ICN.com | Feb 27, 2013 04:40AM ET
Gold trades lower on Wednesday settling near its highest in more than a week recorded in the previous session as comments from the U.S. Federal Reserve chairman Ben Bernanke signaled the central bank’s stimulus will continue, reducing bullions` appeal as a hedge against inflation.
Spot gold is trading around $1609.96 per ounce by 09:12 (GMT+2) after opening at $1613.16, and hit a high of $1614.72 and a low of 1609.23 an ounce.
Silver traded at $29.23 an ounce after opening at $29.37, hitting high at $29.40 and low at $29.18 an ounce.
Bernanke strongly defended the Fed’s stimulus program in his testimony on Tuesday before the Senate Banking Committee and quieted recent rumblings over the central bank pulling back its asset-buying program, which were set off after Fed’s minutes last week.
Bernanke’s comments helped allay investors’ concerns over a stalemate in Italy after a general election failed to give any party a parliamentary majority, where worries about further political instability in Italy triggered fears that the Eurozone`s third-largest economy could drag the bloc into another crisis.

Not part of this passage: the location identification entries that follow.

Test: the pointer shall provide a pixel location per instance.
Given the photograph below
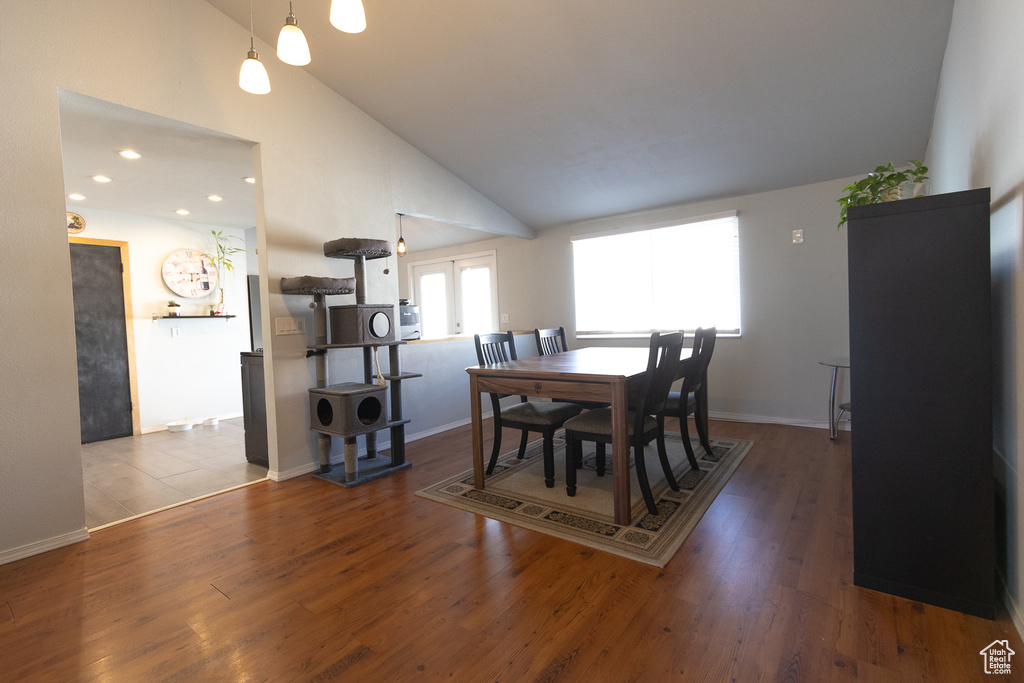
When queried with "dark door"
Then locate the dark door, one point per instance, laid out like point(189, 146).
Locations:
point(103, 384)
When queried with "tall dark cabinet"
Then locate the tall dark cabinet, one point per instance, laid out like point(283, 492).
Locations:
point(921, 383)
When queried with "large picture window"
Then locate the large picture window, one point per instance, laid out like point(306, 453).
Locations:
point(679, 276)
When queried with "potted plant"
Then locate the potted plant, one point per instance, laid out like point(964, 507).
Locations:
point(885, 183)
point(221, 257)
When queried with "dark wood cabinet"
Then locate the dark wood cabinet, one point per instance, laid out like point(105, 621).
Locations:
point(921, 383)
point(254, 408)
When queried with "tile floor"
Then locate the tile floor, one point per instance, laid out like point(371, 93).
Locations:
point(128, 476)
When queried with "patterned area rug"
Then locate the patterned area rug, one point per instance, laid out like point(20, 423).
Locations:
point(515, 494)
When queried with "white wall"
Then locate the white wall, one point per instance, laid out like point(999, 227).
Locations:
point(326, 170)
point(978, 141)
point(195, 375)
point(795, 308)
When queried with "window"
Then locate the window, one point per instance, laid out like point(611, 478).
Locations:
point(456, 296)
point(679, 276)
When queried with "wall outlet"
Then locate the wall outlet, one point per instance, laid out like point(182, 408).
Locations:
point(289, 326)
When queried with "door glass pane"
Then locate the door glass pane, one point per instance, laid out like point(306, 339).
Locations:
point(433, 305)
point(476, 313)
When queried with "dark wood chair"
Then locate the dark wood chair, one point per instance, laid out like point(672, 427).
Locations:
point(692, 396)
point(550, 341)
point(543, 417)
point(663, 364)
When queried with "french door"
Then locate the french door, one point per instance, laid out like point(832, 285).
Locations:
point(458, 296)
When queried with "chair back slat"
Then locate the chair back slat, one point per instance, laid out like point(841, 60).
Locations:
point(663, 364)
point(694, 374)
point(497, 347)
point(550, 341)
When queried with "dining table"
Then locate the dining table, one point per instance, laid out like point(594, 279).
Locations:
point(592, 374)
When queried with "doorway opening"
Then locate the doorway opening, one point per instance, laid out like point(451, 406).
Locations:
point(188, 185)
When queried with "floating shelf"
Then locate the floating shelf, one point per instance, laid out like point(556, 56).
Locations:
point(178, 317)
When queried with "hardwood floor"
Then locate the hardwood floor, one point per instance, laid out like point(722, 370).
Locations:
point(306, 581)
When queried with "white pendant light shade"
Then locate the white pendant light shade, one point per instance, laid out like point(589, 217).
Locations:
point(348, 15)
point(252, 77)
point(292, 46)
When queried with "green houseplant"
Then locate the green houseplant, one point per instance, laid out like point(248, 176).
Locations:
point(221, 257)
point(885, 183)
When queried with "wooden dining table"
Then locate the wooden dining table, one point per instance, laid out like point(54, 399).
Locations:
point(595, 374)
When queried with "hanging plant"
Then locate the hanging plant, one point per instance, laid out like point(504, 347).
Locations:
point(885, 183)
point(221, 258)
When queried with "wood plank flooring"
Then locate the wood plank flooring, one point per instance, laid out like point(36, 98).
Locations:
point(304, 581)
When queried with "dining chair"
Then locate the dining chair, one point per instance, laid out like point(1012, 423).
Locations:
point(550, 341)
point(692, 396)
point(543, 417)
point(663, 361)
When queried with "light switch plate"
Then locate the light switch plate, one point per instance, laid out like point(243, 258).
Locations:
point(289, 326)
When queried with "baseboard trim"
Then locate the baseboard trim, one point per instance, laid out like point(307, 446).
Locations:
point(163, 428)
point(760, 419)
point(44, 546)
point(274, 475)
point(1012, 607)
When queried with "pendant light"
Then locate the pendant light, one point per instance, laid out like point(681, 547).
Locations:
point(252, 76)
point(401, 239)
point(348, 15)
point(292, 46)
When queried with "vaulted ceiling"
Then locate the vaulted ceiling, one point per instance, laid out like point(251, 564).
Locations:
point(567, 110)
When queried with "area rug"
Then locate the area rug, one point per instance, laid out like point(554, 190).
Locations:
point(515, 494)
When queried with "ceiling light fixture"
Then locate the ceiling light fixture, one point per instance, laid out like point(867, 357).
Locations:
point(401, 239)
point(252, 76)
point(292, 46)
point(348, 15)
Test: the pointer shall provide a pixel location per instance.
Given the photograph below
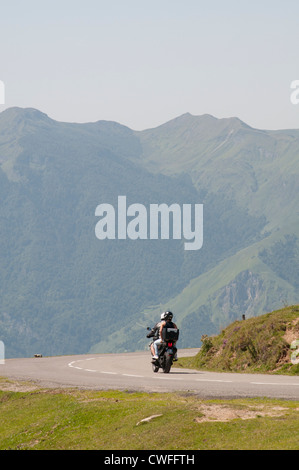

Bernanke will remain the focus of the market as he is expected to deliver testimony before the House Financial Services Committee later today.
As of 09:09 (GMT+2), the dollar index trades around 81.77 after opening at 81.85, where it hit a high of 81.90 and a low of 81.75.
Gold prices rose on Tuesday to a 1-1/2-week high as investors turned to the metal for its safe-haven appeal following an election that resulted in a political gridlock in Italy.
Pier Luigi Bersani`s centre-left bloc won the lower house vote but has failed to secure a majority in the Senate. Centre-right leader Silvio Berlusconi, who won the upper house vote said fresh elections should be avoided.
The euro is currently trading at $1.3082 as of 09:10 AM (GMT +2) after opening at $1.3059. The EUR/USD pair has so far set a session high at $1.3084 and low of $1.3040.
Moreover, Goldman Sachs slashed its 2013 gold price forecast saying the recent drop in the metal`s price represent an increase in U.S. real interest rates. The bank cut this year price forecasts to $1,600 an ounce from $1.810 an ounce and slashed 2014 forecast to $1,450 an ounce from $1,750 an ounce.